In the wake of the 9/11 attacks, it’s clear that many people have a lot to say. Music has a unique voice, unlike any other media format, and it can speak volumes and spark important discussions.
The songs about 9/11 are truly powerful and moving in their message and meaning.
Top Songs About 9/11
“When The World Stopped” – Alan Jackson
This is a popular country song; it is a sad song about 9/11. It’s a ballad that tells a story of the events during the tragedy on September 11th, 2001. It talks about how people were spending their time watching the news on TV and listening to the radio.
It also talks about how they could not believe what was happening at first, but soon they realized it was happening. Some lines within the song state that people felt their world had stopped.
“9/11” – Wyclef Jean featuring Mary J. Blige
It was written as a response to the September 11th attacks. The song was written by Jean and Blige, who also produced the track with Jerry Duplessis. “9/11” is a hip-hop ballad, with lyrics addressing the pain of those affected by the attacks.
The track reached number 30 on the US Billboard Hot 100 chart and number 10 on the UK Singles Chart.
“9/11 Freestyle Rap” – Jay-Z
When the song was first released, it was aggressive, and people thought Jay-Z should be arrested. Jay-Z goes into a freestyle rap about how he feels about 9/11. He expresses his anger at how America was quick to bomb Afghanistan and Iraq but not quick enough to find Bin Laden.
As well as this, he also asks how America expects them to feel when they are in a war that has killed over 3000 innocent people from their country.
He then expresses his views on how America has become more concerned about security than freedom and democracy, a feeling that many other citizens share throughout America.
“Sacrificed Sons” – Dream Theater
It’s a song about the sacrifice soldiers when they’re sent off to war, and it’s like they can’t write an anti-war song without writing an anti-religious one too.
The lyrics are so powerful and emotional. It goes against some people’s whole “glory of martyrdom” thing. The song is about 9/11; however, it was written before the event took place.
“Politik” – Coldplay
Coldplay sang “Politik,” and it was about the Iraq invasion. It is on the album “Parachutes,” released in 2000, written by Chris Martin and the band’s lead guitarist Jonny Buckland. The song was striking because of its musical simplicity and because it was a hit.

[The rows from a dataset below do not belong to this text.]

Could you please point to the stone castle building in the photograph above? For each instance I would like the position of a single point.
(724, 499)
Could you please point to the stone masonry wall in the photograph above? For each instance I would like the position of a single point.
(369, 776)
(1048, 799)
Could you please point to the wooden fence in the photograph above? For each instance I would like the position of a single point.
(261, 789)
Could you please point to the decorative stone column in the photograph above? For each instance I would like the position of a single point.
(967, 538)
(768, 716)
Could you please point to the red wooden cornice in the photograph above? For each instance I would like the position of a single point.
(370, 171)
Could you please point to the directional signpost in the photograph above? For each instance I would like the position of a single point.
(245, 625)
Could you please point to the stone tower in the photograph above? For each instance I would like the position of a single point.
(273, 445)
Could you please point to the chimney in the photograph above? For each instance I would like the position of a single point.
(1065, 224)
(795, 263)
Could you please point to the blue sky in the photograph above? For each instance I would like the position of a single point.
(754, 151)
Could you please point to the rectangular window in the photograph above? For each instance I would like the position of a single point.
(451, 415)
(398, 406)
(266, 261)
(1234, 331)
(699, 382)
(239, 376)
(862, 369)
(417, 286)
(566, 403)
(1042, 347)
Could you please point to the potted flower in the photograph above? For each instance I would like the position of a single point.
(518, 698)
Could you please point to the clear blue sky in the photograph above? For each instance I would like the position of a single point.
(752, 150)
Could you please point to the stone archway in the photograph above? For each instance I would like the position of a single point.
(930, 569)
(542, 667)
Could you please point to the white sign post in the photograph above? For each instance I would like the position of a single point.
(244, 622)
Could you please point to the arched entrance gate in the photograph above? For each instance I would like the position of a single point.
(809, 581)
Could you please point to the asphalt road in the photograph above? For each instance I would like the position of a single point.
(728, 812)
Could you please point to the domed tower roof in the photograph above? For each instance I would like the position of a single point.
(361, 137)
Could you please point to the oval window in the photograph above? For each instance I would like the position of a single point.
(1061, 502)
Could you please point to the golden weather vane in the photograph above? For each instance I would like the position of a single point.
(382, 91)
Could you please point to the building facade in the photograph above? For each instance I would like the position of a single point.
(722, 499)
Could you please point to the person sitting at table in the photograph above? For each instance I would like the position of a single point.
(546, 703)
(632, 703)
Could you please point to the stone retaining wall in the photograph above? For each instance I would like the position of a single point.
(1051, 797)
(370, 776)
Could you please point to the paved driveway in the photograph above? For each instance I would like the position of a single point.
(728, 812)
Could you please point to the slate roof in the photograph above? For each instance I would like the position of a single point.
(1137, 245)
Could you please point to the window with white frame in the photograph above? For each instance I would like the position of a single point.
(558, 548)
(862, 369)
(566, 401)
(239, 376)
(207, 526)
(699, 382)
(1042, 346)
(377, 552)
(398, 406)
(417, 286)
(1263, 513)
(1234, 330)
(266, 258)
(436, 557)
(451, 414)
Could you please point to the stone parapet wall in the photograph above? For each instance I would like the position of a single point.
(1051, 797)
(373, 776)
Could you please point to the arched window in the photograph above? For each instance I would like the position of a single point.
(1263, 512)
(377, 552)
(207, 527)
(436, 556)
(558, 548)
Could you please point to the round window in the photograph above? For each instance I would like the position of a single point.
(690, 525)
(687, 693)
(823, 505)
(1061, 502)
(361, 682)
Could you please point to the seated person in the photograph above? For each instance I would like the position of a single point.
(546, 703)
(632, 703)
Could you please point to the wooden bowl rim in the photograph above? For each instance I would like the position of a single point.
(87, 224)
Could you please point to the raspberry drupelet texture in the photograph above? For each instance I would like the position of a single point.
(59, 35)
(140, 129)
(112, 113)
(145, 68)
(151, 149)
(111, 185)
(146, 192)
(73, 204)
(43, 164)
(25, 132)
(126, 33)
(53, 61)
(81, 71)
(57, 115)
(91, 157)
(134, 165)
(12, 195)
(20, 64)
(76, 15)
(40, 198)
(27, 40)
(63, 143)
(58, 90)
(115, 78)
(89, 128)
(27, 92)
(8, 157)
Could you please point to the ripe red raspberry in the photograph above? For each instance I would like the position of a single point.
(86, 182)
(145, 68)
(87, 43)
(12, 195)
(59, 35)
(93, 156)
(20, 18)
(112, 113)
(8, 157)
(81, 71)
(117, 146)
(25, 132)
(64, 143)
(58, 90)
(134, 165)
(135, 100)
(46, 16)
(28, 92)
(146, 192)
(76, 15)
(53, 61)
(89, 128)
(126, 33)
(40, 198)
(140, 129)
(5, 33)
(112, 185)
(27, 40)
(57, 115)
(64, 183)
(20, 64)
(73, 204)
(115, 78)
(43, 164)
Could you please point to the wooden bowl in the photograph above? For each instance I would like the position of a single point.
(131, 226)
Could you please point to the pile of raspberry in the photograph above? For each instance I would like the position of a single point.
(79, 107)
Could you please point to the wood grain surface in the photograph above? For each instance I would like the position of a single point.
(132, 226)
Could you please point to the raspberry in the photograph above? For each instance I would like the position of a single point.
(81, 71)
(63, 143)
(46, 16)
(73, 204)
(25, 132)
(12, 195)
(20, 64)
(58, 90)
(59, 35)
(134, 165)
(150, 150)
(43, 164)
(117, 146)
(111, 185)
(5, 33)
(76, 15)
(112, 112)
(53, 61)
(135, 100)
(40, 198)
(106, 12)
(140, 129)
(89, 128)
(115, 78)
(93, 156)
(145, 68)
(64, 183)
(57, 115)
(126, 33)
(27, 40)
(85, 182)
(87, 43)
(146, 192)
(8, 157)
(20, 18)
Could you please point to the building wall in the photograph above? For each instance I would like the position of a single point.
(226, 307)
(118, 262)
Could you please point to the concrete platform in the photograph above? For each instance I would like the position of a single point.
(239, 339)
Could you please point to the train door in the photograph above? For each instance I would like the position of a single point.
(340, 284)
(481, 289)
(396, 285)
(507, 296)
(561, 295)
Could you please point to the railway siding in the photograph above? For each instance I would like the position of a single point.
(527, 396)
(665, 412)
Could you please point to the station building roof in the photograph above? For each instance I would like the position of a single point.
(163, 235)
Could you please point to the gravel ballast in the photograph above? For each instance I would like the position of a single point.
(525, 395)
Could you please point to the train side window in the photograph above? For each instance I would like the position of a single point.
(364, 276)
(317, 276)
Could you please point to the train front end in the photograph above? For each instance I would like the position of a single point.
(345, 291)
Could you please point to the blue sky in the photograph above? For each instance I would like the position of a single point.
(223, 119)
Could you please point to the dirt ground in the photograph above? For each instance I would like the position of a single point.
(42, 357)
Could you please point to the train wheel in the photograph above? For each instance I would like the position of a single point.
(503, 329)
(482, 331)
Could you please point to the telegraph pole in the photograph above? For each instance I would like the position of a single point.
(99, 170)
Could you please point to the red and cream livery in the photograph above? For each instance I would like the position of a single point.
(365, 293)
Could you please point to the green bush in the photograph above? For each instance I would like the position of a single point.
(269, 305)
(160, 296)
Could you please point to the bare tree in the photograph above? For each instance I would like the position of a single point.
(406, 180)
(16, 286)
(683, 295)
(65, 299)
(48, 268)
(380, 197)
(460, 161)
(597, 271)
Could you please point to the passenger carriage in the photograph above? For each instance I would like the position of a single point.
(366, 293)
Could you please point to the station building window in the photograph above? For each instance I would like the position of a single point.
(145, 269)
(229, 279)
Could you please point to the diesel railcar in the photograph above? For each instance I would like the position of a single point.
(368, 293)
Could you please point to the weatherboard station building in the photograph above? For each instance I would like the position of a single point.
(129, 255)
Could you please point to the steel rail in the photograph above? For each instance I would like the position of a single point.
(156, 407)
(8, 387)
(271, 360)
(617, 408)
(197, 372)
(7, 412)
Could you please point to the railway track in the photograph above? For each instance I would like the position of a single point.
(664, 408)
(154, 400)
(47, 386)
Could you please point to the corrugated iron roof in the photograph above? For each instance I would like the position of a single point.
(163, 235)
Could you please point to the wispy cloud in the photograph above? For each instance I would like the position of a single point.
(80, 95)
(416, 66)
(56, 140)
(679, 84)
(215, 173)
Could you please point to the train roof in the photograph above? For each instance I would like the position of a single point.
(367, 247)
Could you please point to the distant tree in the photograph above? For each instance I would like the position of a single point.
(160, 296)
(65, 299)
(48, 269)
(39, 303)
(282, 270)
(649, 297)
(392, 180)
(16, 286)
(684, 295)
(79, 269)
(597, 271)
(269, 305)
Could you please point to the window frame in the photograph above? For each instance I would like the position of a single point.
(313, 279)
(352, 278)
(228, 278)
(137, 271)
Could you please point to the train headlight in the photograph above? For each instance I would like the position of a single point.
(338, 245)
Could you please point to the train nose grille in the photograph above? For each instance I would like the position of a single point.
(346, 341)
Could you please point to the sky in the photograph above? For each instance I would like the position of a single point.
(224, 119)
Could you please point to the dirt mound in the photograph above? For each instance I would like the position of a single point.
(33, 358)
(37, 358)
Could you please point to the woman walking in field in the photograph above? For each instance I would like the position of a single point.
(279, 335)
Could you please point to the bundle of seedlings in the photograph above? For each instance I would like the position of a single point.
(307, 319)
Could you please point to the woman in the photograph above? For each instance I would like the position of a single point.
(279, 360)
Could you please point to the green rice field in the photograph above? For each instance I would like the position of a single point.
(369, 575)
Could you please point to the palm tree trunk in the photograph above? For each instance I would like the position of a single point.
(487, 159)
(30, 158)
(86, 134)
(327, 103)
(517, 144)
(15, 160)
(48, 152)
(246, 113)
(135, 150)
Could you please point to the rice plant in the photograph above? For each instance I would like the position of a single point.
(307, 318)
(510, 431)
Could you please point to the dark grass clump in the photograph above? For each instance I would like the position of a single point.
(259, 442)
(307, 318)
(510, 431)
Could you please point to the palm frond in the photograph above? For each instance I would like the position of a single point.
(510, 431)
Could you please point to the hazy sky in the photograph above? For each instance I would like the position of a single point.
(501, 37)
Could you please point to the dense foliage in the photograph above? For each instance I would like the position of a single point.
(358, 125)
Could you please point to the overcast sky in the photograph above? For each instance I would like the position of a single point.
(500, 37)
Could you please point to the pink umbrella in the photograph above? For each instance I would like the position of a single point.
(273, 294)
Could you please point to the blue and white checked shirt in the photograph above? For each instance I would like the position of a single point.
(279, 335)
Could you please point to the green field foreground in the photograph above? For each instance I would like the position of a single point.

The lyrics of this song are filled with references to American politics. The world is compared to a stage by the singer. Politicians, he claims, are performers who aren’t as significant as the public believes.
“9/11” – Lady Gaga
9/11 is a hit by Lady Gaga, produced on August 21st, 2011, as the fourth single from her second studio album Born This Way (2011).. The song’s lyrics dealt with emergency services and were inspired by Gaga witnessing her fans’ struggles.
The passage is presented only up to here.